We derive our inspiration of products from the field


Ruhsan Topçu also shared details about their project called “Sağlığın Bizde / We got Your Health”, underlining that they derive their inspiration from the field while designing an insurance product.


“Insurance business is built on ‘risk’ and the duty of insurance companies is to insure potential risks, not realized ones. However, we are changing this notion,” she said.


“Private health insurance has a certain limited position in the market. It addresses a restricted group of customers with high costs. Therefore, it is unlikely to become popular in our society. I am not complaining about the rates of premiums. I believe that premiums are reasonable considering the services provided in exchange for the payments. However, this service is not accessible by everyone. Medical Park Health Group has a contract with Social Security Institution and is widely known for it. Most of their patients have health coverage from the SSI. These people also pay out of their own pockets, and can experience difficulties while doing so. As a doctor who worked in the hospital, and also as a human; I do not like people’s health to become a matter of bargaining. This imposes a negative impact on the management of our group. Medical economy is very strange, supply and demand work very differently here. The requirement is not determined by the demander but by the supplier, which can become seriously dangerous. We had to provide a solution on that side. Most people generally have previous health conditions, which used to be a problem while buying health insurance. We have overcome this problem to a certain degree thanks to the complementary health insurance, and it has become very popular in a very short time.”

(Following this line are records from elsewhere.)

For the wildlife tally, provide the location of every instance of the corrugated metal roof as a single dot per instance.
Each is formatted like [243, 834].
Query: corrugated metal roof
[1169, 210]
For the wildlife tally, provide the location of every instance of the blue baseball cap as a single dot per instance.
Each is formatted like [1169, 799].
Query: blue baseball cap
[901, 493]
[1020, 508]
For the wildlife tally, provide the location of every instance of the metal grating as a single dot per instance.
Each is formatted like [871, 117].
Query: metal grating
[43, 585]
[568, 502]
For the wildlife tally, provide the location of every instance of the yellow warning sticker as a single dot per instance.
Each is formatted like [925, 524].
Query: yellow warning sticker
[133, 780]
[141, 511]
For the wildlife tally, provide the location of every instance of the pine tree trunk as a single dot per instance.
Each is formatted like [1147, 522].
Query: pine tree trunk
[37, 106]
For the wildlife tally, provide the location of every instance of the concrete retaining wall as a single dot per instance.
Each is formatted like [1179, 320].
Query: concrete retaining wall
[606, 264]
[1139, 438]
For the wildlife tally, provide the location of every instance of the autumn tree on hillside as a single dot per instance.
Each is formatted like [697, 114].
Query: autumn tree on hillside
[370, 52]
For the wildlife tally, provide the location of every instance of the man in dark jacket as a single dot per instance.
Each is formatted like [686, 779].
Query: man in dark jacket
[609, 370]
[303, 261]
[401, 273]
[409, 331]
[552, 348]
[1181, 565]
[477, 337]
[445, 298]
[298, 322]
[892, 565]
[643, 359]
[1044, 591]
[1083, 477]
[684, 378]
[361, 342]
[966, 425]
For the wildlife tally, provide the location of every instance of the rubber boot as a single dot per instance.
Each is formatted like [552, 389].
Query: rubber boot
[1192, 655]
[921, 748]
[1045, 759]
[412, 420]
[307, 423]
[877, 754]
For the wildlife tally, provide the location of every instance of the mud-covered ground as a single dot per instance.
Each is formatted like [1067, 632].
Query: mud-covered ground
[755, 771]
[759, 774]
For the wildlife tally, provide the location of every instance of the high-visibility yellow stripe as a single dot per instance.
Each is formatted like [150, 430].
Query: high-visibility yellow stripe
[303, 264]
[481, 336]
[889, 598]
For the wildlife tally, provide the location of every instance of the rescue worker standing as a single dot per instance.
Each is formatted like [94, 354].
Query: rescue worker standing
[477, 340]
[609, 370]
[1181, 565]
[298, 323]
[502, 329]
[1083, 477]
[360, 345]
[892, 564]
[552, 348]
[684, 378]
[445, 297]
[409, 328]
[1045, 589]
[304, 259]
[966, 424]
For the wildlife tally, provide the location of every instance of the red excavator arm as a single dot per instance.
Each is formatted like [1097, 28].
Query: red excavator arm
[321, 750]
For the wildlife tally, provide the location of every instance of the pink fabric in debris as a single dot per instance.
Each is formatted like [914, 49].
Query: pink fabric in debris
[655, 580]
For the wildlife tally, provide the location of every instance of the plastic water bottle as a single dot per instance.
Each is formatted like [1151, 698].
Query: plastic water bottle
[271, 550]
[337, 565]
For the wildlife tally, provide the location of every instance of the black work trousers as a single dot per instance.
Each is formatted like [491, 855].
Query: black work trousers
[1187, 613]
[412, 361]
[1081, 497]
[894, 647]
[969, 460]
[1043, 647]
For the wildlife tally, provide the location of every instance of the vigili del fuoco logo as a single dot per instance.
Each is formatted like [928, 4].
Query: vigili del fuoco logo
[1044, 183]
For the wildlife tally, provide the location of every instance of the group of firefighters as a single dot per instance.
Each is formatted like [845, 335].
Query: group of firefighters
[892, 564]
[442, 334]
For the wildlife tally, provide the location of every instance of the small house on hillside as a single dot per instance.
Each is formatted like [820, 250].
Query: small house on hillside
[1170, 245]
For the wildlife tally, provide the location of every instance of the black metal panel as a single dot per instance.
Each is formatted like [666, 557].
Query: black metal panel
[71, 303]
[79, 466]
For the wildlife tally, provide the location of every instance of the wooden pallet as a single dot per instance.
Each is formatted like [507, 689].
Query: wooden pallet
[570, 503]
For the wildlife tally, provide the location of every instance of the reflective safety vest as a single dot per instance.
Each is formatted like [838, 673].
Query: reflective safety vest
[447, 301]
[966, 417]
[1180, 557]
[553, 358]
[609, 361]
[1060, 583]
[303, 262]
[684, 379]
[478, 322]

“Now, complementary health insurance competes with private health insurance. In the past, private health insurance policies could not be turned into complementary health insurance policies. Only people who had not bought a private health insurance were able to buy complementary health insurance, which was among out most important targets for the beginning. In that sense, I consider complementary health insurance as a very successful product; however, it has created some unhappy policyholders due to lack of certain types of coverage. Some people cannot be insured due to their existing medical conditions or their ages. But, in our society, young people generally do not have much money. People start having more money after a certain age. And when you have money and desire to buy health insurance, it is generally too late. Complementary health insurance is supported by the Social Security Institute. But, as a hospital group, we started thinking about how much more we can shoulder and how much we can minimize the bargaining part of health insurance, which resulted in the project called ‘Sağlığın Bize / We Got Your Health’. People could not believe us in the beginning. Our agents asked us the same questions over and over. Some people bought it just to try. But I believed that in 4-5 years, we have built the trust and people have understood that everything is compensated. We only have one restriction at the moment: a waiting period of 3 months. In the first 3 months, only outpatient treatment costs of our policyholders are covered; after 3 months all manner of medical problems are covered within the policy limits. Let’s assume that you have cancer and need treatment, and decided to buy this policy. All diagnostic costs are covered by this policy, apart from any needed operations. You need to wait for 3 months for your policy to cover for your operation costs. We can insure everyone until the age of 80. But our policies can be renewed for existing policyholders after they are 80.”